# Motorhomers Prayer



## 88809 (May 9, 2005)

Don't Know If anyone had a copy of this. So I thought I'd put it on.
Julie

The Motorhomers Prayer


Please Lord, watch over me this day. 
Please help me to remember to raise the steps before I set off, and the corner steadies, switch off the 12v supply and to lock the caravan door or it will blow open en route and cause unwanted interest among fellow motorists. 

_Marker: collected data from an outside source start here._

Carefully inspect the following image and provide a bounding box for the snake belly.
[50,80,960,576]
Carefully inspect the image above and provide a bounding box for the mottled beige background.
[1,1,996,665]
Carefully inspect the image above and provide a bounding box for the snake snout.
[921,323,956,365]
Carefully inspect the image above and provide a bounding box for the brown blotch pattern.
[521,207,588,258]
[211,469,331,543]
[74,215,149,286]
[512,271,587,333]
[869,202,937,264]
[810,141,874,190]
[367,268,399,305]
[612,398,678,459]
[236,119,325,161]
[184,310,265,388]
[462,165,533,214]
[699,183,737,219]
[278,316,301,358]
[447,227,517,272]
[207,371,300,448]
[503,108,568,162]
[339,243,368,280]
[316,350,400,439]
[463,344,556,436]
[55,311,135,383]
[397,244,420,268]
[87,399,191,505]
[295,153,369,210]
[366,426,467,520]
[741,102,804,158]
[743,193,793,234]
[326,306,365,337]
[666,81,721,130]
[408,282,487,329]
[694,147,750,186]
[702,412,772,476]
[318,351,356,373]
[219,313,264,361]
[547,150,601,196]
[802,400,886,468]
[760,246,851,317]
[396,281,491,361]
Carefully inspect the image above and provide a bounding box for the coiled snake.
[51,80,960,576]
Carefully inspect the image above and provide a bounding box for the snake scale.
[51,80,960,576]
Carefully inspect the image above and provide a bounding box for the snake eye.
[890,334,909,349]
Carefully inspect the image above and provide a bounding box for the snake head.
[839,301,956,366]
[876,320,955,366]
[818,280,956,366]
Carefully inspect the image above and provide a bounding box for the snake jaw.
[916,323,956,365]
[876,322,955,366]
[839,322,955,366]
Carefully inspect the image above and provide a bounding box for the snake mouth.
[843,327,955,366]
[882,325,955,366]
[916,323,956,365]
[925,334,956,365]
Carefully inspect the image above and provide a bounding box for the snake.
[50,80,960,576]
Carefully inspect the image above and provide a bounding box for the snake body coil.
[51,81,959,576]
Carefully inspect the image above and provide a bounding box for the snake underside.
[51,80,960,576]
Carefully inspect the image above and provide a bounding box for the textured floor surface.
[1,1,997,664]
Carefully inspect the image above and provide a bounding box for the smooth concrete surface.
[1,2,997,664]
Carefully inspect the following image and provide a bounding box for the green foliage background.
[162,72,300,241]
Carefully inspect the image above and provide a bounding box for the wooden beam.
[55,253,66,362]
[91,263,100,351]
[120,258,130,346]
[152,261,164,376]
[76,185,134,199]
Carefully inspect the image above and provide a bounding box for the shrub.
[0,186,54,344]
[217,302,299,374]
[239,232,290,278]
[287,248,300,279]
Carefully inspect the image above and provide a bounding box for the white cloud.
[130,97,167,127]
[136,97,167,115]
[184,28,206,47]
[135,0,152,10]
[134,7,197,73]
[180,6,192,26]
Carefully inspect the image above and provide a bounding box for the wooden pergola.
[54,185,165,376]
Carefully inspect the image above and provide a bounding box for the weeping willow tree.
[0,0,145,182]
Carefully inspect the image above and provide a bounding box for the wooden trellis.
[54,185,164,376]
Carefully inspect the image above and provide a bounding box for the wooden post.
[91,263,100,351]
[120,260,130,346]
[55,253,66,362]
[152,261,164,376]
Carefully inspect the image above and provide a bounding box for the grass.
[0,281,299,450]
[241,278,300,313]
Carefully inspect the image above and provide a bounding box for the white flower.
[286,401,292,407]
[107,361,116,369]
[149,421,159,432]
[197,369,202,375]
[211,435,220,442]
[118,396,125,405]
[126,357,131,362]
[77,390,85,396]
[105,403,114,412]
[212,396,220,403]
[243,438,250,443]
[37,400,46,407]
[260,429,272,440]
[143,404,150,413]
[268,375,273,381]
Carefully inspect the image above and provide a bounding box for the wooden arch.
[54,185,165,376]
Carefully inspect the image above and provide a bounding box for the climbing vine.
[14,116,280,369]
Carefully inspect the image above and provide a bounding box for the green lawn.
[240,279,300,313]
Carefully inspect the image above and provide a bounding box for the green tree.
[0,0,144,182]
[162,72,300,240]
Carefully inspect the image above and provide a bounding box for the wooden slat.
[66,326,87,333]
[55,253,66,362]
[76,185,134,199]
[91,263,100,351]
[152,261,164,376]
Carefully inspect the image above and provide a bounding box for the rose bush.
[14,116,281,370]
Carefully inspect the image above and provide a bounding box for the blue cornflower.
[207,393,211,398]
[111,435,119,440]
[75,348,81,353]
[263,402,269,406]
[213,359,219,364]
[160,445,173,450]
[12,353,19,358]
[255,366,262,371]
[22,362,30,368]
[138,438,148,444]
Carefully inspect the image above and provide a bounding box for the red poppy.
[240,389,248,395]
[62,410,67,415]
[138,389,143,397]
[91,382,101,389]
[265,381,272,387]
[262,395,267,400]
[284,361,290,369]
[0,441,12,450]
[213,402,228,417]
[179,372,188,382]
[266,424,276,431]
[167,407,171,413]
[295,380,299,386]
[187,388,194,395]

Please help me to remember to watch all three mirrors, six warning lights, three lanes of traffic plus other motorhomes coming the other way who must be waved at. Please keep a third eye open for wobbling bicycles and daydreaming pedestrians, men in white vans who have just taken a violent objection to my overtaking them and are now sitting in my blind spot ready for the kill. Please also let me be able to see through the rear window when it rains. 

Please Lord, give me a hand for the gear lever, the steering wheel, the route book, the campsite directions, the radio/CD player, a can of RedBull and the indicator lever. Plus a bag of sweets. 
And Lord, please grant me the self control to keep my hands away from the open window where gestures may be seen, similarly keep my mouth shut as some drivers can lip read. And one more thing, don't let the dog get sick all over the upholstery and keep my pots and pans from rattling causing me to think I will have an imminent breakdown as something is loose. 

Finally Lord give me the courage to want to go out and do it again and again sometime. 
:lol: :wink: 
Amen!


----------